El Rev. Beecher, clérigo de la iglesia congregacional, fue uno de los mejores oradores del s. XIX estadounidense. A su muerte [8 de marzo de 1887] el historiador William G. McLoughlin dijo que Beecher, mucho más que un popular predicador, fue toda una institución nacional. Cuando dictó estas palabras ya hacía algo más de 28 años que residía en el mundo del espíritu.
Soy tu amigo y hermano en el Amor y el deseo del Reino. Soy Henry Ward Beecher, ahora un espíritu. Vivo en la séptima esfera [algunos lo llamarían el séptimo cielo], y aunque ya no soy el mismo que cuando estaba en la tierra, aún tengo el deseo de dar a conocer a los hombres las pensamientos que surgen en mí acerca de Dios y la relación de los hombres con Él y Su Reino. Ahora soy un creyente en Jesús como nunca lo fui en la tierra, y puede que sorprenda saber que cuando estuve en la tierra, sin importar lo que yo haya predicado a mi pueblo, en mi corazón miraba a Jesús como un simple hombre de los judíos, y no muy diferente de otros grandes reformadores que habían vivido y enseñado en la tierra las verdades morales que tendían a hacer mejores a los hombres y les hacían vivir vidas más correctas y justas.
Pero desde que he estado en el mundo del espíritu y he tenido las experiencias que mi vida aquí me ha dado, y desde que he encontrado el camino hacia el Amor Divino de Dios y hacia Su Reino, he descubierto y ahora sé que Jesús era más que un simple reformador. No sólo fue un maestro bueno y justo que vivió la vida como tal maestro, sino que fue el verdadero hijo de Dios y Su mensajero para traer al mundo las verdades de la inmortalidad y del Amor Divino del Padre, así como la manera de obtenerlo. Él fue en verdad el Camino, la Verdad y la Vida como ningún otro maestro antes de él lo fue.

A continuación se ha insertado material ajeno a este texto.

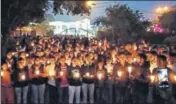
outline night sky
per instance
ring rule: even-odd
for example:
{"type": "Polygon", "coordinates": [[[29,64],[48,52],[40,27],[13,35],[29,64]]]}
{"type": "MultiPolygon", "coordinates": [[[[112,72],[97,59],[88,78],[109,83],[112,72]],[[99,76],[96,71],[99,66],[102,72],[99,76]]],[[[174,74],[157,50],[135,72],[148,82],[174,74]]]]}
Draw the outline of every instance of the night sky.
{"type": "Polygon", "coordinates": [[[155,18],[155,9],[158,6],[176,5],[176,1],[97,1],[96,6],[92,10],[91,18],[94,19],[98,16],[104,15],[105,8],[116,3],[127,4],[132,9],[140,10],[149,20],[153,20],[155,18]]]}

Sé que se enseña –y yo lo creí cuando estuve en la tierra– que muchas religiones y maestros paganos afirmaron y trataron de enseñar a la humanidad la inmortalidad del alma y, conforme los hombres entendieron el significado de la palabra inmortalidad, esas enseñanzas fueron más o menos satisfactorias. Pero ahora veo que su concepción de la inmortalidad era simplemente la de una continuidad de la vida tras lo que se llama muerte. ¡Pero cuán diferente es el significado así enseñado del verdadero significado de la palabra! La inmortalidad significa mucho más que la mera continuación de la vida. Significa no sólo una prolongación de la vida, sino una vida que tiene en ella el Amor Divino o Esencia del Padre, la cual hace una Divinidad en sí del espíritu que tenga ese Amor, y no el sujeto de muerte de ningún tipo.
Sólo por el hecho de que siga viviendo en el mundo de los espíritus, ningún simple espíritu tiene esta inmortalidad, y en base a ese hecho no puede concebir que, por alguna posibilidad, esa continuidad de vida pueda alguna vez ser detenida o terminada. Ninguno de esos espíritus sabe que eso sea cierto, porque nunca ha sido demostrado como un hecho, ni va a poderse demostrar hasta que la eternidad haya llegado a su fin. Tal espíritu no es diferente en su esencia y potencialidades de lo que era cuando estaba envuelto en la carne, y no tiene mayores razones para creer que es inmortal que las que tenía cuando estuvo en la tierra.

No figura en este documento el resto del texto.